Both a Borrower and a Lender Be
Author(s): William Miller
The College Mathematics Journal, Vol. 16, No. 4 (Sep., 1985), p. 284.
Published by: Mathematical Association of America
Stable URL: http://www.jstor.org/stable/2686166
Tags: First order equations
Abstract: This Paper provides a great example of how important it is to pay attention to your money, and your interest rates. This article states that it is well known that the initial amount, $P_0$, annual interest rate $r$, compounded $m$, and time, $t$, while earning annual interest is equal to $P(t) = P_0(1+r/m)^{mt}$. It is said that as time goes to infinity you will get $dP/dt = rP$. We learned however, that calculus has failed to inform us that this formula isn’t all true for a change in time. The first payment is to cover the cost from the accumulation of interest.
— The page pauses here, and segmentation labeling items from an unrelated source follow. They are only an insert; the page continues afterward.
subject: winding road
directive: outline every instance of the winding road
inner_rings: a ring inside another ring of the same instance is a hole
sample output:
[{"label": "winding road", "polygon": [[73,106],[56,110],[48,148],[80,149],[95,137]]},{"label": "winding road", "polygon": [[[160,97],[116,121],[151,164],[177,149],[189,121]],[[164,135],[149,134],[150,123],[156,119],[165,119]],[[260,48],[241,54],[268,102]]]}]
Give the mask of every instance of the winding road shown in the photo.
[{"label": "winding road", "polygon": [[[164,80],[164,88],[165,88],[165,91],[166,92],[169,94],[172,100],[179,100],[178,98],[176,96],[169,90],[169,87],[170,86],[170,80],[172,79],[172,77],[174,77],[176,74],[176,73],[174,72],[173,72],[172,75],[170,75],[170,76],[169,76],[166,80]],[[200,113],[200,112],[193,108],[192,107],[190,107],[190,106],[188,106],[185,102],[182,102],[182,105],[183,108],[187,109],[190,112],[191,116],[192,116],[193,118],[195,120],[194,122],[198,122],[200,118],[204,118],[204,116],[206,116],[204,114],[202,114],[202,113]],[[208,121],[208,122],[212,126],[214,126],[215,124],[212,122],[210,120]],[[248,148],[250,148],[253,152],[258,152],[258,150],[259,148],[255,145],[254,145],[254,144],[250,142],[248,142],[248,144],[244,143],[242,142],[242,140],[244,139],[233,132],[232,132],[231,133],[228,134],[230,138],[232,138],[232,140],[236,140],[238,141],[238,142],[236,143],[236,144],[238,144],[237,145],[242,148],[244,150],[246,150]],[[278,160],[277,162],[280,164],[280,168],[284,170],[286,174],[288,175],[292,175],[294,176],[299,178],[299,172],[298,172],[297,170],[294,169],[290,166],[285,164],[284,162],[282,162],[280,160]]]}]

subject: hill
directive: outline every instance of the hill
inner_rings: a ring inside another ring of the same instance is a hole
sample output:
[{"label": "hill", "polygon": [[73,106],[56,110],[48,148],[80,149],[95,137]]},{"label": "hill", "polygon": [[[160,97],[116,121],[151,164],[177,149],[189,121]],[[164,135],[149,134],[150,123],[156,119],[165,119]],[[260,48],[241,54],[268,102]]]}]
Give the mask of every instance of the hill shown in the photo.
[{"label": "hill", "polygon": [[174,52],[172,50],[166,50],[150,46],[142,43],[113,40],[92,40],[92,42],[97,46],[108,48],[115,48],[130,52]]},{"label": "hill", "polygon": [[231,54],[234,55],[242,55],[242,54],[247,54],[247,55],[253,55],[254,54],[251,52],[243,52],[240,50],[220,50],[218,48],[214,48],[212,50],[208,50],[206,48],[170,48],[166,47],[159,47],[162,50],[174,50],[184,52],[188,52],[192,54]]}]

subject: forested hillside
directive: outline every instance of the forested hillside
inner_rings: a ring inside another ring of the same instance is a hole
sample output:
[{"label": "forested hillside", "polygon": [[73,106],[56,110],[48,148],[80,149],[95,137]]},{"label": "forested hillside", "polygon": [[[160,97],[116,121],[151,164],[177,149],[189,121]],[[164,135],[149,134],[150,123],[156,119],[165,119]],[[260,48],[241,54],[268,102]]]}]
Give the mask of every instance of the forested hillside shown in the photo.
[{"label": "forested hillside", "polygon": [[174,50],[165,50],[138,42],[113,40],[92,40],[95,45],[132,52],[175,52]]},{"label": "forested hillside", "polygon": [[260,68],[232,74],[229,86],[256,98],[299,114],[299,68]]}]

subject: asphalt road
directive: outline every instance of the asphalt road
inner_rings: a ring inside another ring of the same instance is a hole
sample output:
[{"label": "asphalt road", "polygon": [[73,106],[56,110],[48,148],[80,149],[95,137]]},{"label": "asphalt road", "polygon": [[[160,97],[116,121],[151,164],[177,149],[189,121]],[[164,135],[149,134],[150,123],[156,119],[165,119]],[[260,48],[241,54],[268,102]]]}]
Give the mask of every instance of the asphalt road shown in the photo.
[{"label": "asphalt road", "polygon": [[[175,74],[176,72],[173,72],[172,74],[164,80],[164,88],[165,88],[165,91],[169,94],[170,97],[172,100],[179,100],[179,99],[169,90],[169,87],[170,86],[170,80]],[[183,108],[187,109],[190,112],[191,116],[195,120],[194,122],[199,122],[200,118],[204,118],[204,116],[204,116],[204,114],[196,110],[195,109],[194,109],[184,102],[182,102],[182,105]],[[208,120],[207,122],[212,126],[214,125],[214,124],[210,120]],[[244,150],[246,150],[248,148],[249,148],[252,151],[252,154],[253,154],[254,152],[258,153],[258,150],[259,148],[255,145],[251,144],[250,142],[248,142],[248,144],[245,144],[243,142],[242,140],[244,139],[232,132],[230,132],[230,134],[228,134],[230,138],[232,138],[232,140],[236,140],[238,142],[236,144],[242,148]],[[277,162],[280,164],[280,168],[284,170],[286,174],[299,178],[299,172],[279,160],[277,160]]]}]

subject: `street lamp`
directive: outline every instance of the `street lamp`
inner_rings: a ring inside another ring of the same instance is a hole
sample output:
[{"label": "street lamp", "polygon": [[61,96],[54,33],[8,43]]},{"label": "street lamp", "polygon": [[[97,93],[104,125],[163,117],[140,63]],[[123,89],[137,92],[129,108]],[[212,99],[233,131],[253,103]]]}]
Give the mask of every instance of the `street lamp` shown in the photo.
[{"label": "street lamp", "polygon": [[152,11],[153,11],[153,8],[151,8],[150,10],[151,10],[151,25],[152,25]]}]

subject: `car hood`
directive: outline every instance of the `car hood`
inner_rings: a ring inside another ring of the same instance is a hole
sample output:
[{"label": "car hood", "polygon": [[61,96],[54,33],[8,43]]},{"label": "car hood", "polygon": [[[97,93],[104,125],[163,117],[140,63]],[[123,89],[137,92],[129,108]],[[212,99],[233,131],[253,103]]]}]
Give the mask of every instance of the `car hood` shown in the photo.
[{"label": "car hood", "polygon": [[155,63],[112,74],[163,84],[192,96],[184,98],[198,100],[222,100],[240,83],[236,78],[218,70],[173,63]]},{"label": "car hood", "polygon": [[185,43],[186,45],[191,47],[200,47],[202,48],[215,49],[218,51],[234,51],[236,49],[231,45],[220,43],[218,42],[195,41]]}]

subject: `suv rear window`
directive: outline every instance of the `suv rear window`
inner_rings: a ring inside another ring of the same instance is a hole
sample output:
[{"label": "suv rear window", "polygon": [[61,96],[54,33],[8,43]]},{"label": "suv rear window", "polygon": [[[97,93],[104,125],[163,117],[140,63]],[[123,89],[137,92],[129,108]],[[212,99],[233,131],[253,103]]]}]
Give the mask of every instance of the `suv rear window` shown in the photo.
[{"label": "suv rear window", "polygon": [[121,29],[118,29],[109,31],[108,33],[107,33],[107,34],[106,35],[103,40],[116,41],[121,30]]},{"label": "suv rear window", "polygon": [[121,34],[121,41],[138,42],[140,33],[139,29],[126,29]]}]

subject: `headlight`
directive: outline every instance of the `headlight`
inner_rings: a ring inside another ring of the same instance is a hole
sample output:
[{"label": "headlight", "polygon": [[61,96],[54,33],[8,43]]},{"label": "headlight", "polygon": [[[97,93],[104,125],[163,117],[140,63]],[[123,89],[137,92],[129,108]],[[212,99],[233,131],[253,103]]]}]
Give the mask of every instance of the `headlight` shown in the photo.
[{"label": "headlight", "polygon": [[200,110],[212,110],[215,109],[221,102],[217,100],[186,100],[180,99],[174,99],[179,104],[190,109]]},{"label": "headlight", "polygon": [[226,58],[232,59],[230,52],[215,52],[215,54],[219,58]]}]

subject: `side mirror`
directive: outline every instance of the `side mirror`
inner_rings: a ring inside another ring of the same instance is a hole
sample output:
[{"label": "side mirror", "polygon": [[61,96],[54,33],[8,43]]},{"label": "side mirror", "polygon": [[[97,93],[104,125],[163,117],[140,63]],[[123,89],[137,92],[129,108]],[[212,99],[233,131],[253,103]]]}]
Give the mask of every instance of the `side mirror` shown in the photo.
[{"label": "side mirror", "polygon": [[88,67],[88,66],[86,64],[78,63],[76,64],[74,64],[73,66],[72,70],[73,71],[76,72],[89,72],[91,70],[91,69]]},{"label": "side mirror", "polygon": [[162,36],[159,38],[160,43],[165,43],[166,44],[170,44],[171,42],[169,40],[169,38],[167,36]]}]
After the first payment the balance is now $P_1 = P_0(1+r/m)-k/m$. This new information allows the person with the payment plan to know when to exceed the interest due, and what is the result of that. This lets us know that by summing the geometric series, and knowing how this series will react over time, we will know that as m, or times compounded per year, goes to infinity we will get, $P(t) = k/r - (k/r – P_0)e^{rt}$. You will notice that this is the solution to our original differential equation, $dP/dt = rP- k$. Using the differential equation, we obtained more information about this equation, like how it will react over time, or that added k term that wasn’t in the equation before. Steven F. Choate, Stephen F. Austin State University, May 3, 2017.